AbstractThe apprehension, confiscation and in most cases destruction of approximately 2000 Indonesian fishing boats for breaches to Australian fishing regulations since 1980, has arguably been one of the most taxing aspects of Australia’s bilateral relations with Indonesia. Together with the influx in refugee arrivals by boat onto the Australian coast, the media representations of these ‘illegal’ vessels constitute a major element of the visible history of Australia’s relations with one of its nearest neighbours.
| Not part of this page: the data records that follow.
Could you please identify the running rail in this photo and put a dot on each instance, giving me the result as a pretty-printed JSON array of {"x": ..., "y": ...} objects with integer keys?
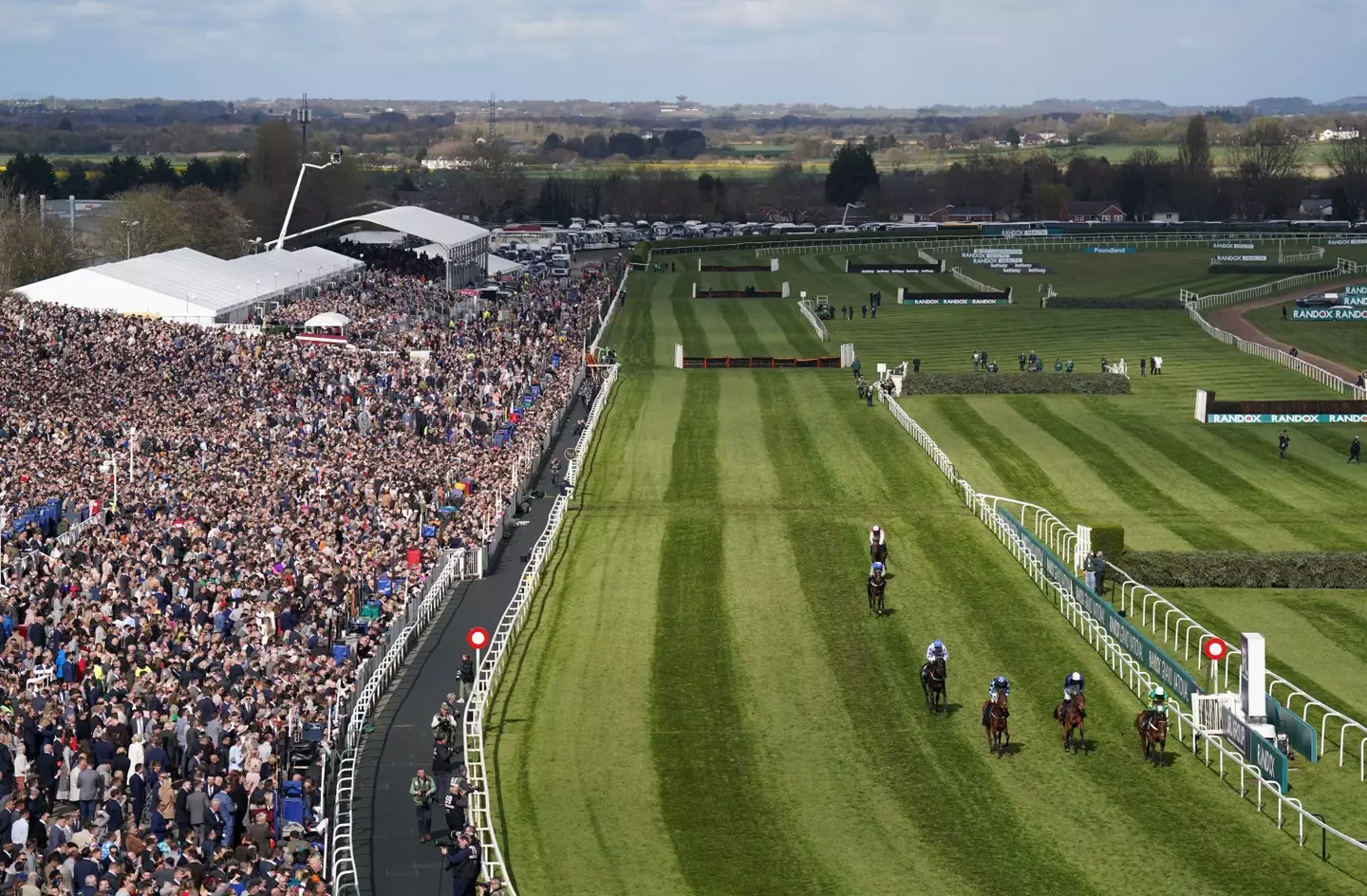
[
  {"x": 808, "y": 308},
  {"x": 373, "y": 679},
  {"x": 1121, "y": 663},
  {"x": 1304, "y": 367},
  {"x": 491, "y": 666}
]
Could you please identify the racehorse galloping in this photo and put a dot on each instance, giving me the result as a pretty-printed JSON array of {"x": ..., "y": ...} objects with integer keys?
[
  {"x": 1072, "y": 715},
  {"x": 997, "y": 725},
  {"x": 876, "y": 585},
  {"x": 1152, "y": 728},
  {"x": 934, "y": 683}
]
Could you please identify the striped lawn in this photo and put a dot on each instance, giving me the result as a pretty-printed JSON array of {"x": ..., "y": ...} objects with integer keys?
[{"x": 702, "y": 703}]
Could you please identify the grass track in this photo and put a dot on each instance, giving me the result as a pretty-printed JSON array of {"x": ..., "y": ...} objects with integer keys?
[{"x": 704, "y": 706}]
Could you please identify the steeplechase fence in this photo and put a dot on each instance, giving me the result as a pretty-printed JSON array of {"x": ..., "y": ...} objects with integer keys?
[
  {"x": 1039, "y": 552},
  {"x": 496, "y": 659}
]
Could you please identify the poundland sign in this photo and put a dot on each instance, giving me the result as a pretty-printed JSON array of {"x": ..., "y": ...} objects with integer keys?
[
  {"x": 1330, "y": 314},
  {"x": 1286, "y": 419}
]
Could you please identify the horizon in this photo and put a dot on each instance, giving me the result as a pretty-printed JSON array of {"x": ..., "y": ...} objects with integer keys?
[{"x": 844, "y": 53}]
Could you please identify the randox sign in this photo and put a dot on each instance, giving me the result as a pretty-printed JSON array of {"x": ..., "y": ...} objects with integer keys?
[
  {"x": 1330, "y": 314},
  {"x": 1270, "y": 761},
  {"x": 1167, "y": 669},
  {"x": 1286, "y": 419}
]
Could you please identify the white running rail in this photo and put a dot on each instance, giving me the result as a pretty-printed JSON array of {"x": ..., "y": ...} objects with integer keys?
[
  {"x": 808, "y": 308},
  {"x": 1125, "y": 666},
  {"x": 373, "y": 679},
  {"x": 1285, "y": 360},
  {"x": 976, "y": 285},
  {"x": 491, "y": 666}
]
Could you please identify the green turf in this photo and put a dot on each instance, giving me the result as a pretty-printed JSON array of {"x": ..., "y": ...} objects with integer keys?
[
  {"x": 1344, "y": 342},
  {"x": 701, "y": 702}
]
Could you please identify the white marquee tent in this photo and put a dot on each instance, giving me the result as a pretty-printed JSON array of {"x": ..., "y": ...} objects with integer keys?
[{"x": 189, "y": 286}]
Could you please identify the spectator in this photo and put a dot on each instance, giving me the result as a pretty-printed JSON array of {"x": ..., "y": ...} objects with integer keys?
[{"x": 421, "y": 791}]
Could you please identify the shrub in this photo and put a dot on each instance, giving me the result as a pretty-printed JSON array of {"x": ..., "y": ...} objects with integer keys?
[
  {"x": 1015, "y": 384},
  {"x": 1147, "y": 305},
  {"x": 1111, "y": 540},
  {"x": 1248, "y": 569}
]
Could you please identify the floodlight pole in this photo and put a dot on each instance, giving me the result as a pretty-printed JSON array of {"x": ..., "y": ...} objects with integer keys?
[{"x": 289, "y": 214}]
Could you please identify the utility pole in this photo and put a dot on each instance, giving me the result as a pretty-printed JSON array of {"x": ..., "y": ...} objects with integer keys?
[{"x": 302, "y": 117}]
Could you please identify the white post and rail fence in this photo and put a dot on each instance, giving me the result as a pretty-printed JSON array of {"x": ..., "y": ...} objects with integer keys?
[{"x": 1042, "y": 545}]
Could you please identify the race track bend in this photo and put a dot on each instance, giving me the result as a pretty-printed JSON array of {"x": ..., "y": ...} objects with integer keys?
[{"x": 1230, "y": 319}]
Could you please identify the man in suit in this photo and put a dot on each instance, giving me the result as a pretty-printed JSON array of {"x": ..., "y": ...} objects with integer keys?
[
  {"x": 465, "y": 867},
  {"x": 137, "y": 793}
]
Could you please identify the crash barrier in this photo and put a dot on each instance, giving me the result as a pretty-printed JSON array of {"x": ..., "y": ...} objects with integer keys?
[
  {"x": 1285, "y": 360},
  {"x": 748, "y": 363},
  {"x": 496, "y": 659},
  {"x": 373, "y": 679},
  {"x": 1202, "y": 740}
]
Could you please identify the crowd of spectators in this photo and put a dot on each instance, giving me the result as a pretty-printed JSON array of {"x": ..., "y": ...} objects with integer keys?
[{"x": 238, "y": 518}]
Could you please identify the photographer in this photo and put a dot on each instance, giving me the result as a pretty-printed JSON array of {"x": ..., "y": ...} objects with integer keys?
[{"x": 465, "y": 867}]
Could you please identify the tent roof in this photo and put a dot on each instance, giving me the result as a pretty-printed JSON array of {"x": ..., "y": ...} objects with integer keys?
[
  {"x": 434, "y": 227},
  {"x": 86, "y": 289},
  {"x": 328, "y": 319}
]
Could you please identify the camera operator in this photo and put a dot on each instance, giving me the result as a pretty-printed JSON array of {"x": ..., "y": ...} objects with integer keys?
[{"x": 465, "y": 867}]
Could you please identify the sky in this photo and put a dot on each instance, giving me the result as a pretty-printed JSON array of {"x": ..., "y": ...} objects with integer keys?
[{"x": 897, "y": 53}]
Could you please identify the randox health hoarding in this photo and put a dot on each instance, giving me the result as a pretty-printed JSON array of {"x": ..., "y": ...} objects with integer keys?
[
  {"x": 1270, "y": 761},
  {"x": 1286, "y": 419},
  {"x": 1332, "y": 314},
  {"x": 1176, "y": 679}
]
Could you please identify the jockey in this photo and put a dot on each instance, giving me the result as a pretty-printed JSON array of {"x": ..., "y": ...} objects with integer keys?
[
  {"x": 997, "y": 687},
  {"x": 1072, "y": 687}
]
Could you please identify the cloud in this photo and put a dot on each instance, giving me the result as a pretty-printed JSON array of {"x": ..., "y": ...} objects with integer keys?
[{"x": 851, "y": 52}]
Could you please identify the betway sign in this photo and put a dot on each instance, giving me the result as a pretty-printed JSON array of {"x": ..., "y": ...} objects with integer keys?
[{"x": 1164, "y": 668}]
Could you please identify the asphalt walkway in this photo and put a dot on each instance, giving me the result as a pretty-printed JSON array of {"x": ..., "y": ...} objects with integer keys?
[{"x": 397, "y": 864}]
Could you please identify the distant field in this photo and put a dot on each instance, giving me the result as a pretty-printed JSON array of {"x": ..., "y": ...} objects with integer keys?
[{"x": 1344, "y": 342}]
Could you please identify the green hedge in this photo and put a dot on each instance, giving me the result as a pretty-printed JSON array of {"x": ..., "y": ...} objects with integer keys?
[
  {"x": 1147, "y": 305},
  {"x": 1283, "y": 270},
  {"x": 1248, "y": 569},
  {"x": 1015, "y": 384},
  {"x": 1111, "y": 540}
]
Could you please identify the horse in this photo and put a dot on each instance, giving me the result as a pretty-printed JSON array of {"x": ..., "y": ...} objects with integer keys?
[
  {"x": 878, "y": 553},
  {"x": 1152, "y": 728},
  {"x": 997, "y": 724},
  {"x": 934, "y": 683},
  {"x": 875, "y": 596},
  {"x": 1072, "y": 715}
]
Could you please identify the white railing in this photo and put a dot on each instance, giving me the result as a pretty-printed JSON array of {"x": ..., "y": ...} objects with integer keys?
[
  {"x": 491, "y": 666},
  {"x": 1286, "y": 360},
  {"x": 1314, "y": 252},
  {"x": 373, "y": 678},
  {"x": 609, "y": 313},
  {"x": 810, "y": 313},
  {"x": 976, "y": 285},
  {"x": 1121, "y": 663},
  {"x": 1202, "y": 302}
]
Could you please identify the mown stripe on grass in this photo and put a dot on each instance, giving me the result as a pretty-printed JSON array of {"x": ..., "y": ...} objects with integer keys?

Against this broad background of geo-politics, border protection and diminishing marine resources, this thesis explores the histories and transformative processes entailed in the apprehension, acquisition and display of three fishing boats that escaped destruction and found their way into the permanent collections of three Australian museums. Previous studies of Indonesian boats have usually focused on architectural, technological, or economic perspectives. This study is the first of its kind to look at Indonesian boats and their significance as museum objects. Using a case study approach, the ethno-histories and provenance of the three sloops, or perahu lambo as they are known in Indonesia, are researched and examined. Their museum histories, the process of acquisition, transformation and display are also described, in order to better understand their significance as artefacts that have entered the museum environment from their largely unknown ‘lives’ in eastern Indonesia.
This thesis, therefore, examines some of the implications these boat histories have for current museum debates on curatorial practice, acquisition, display and the question of significance and ultimately what justifies their continued existence in museum collections.